Looking to estimate edge and centrality stability, bootnet package was used (Epskamp et al., 2018; versão 1.4.3). Non-parametric bootstrap (resampling rows with replacement) was used to create 1000 samples to estimate edge weights stability. Case-dropping subset bootstrap samples (n = 1000) were used to estimate the stability of centrality indices. Correlation Stability coefficient for correlation values equal or above to r = 0.7 (CS-coefficient(r = 0.7); Epskamp et al., 2018) were used to measure stability of centrality indices. CS-coefficient indicates the percentage of our sample that can be dropped to mantain, with a 95% confidence interval, correlation values equal or above to r = 0.7 between our sample’s centrality indices and our bootstrapped samples' centrality indices.
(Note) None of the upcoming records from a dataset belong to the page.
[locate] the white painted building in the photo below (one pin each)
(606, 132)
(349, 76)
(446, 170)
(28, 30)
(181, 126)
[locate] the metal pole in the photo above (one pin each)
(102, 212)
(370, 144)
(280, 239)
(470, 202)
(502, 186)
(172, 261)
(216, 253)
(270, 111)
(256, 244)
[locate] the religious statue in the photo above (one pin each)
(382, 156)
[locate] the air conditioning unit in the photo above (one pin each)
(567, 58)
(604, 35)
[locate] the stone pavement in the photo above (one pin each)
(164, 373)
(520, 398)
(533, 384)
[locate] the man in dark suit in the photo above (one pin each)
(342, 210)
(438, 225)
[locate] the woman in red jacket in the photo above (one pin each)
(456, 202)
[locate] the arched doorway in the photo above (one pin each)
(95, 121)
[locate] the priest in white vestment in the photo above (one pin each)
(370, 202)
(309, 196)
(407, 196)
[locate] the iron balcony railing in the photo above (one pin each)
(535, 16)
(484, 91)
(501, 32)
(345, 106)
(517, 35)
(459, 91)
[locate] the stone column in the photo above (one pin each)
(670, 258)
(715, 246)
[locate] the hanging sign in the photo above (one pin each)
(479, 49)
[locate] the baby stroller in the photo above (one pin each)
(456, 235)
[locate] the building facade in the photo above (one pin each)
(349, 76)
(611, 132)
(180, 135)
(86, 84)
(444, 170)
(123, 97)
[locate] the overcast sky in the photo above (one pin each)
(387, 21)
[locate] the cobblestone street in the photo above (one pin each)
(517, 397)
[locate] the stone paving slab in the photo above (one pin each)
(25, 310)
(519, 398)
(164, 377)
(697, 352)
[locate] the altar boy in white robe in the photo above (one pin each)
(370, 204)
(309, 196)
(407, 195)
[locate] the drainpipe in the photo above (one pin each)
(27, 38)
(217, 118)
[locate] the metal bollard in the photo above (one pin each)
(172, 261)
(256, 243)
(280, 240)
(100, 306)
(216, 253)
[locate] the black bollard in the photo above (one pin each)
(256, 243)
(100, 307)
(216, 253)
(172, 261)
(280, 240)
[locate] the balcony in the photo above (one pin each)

Graph on the relations between personality items can be visualized in Figure 1. The network was made up of 25 nodes, mean edge weight was 0.019 and network density was somewhat high: 168 out of 300 possible connections were observed, consisting of 56% of all possible connections.

Stabilty of edge weights (Figure 2) shows stable connections and all centrality measures present CS(cor = 0.7) > 0.59. Overall, we can conclude that our results can be generalized to the population. On that note, centrality measures are presented on Figure 3, ordered by expected influence.

[More notes on specific nodes and connections. Highlight strong and influent nodes. Hypothesize about specific edges and so on…]


Burger, J., Isvoranu, A. M., Lunansky, G., Haslbeck, J. M. B., Epskamp, S., Hoekstra, R. H. A., Fried, E. I., Borsboom, D., & Blanken, T. F. (in press). Reporting standards for psychological network analyses in cross-sectional data.

Epskamp, S., Cramer, A. O. J, Waldorp, L. J., Schmittmann, V. D., Borsboom, D. (2012). qgraph: Network visualizations of relationships in psychometric data. Journal of Statistical Software, 48(4), 1–18.

Epskamp, S., Borsboom, D., & Fried, E. I. (2017). Estimating psychological networks and their accuracy: A tutorial paper. Behavior Research Methods, 50(1), 195–212.

Foygel, R., & Drton, M. (2010). Extended Bayesian Information Criteria for gaussian graphical models. Proceedings of the 23rd International Conference on Neural Information Processing Systems, 604–612.

Friedman, J., Hastie, T., & Tibshirani, R. (2008). Sparse inverse covariance estimation with the graphical lasso. Biostatistics, 9(3), 432–441.

R Core Team. (2020). R: A language and environment for statistical computing (Version 4.1.1) [Computer software]. R Foundation for Statistical Computing.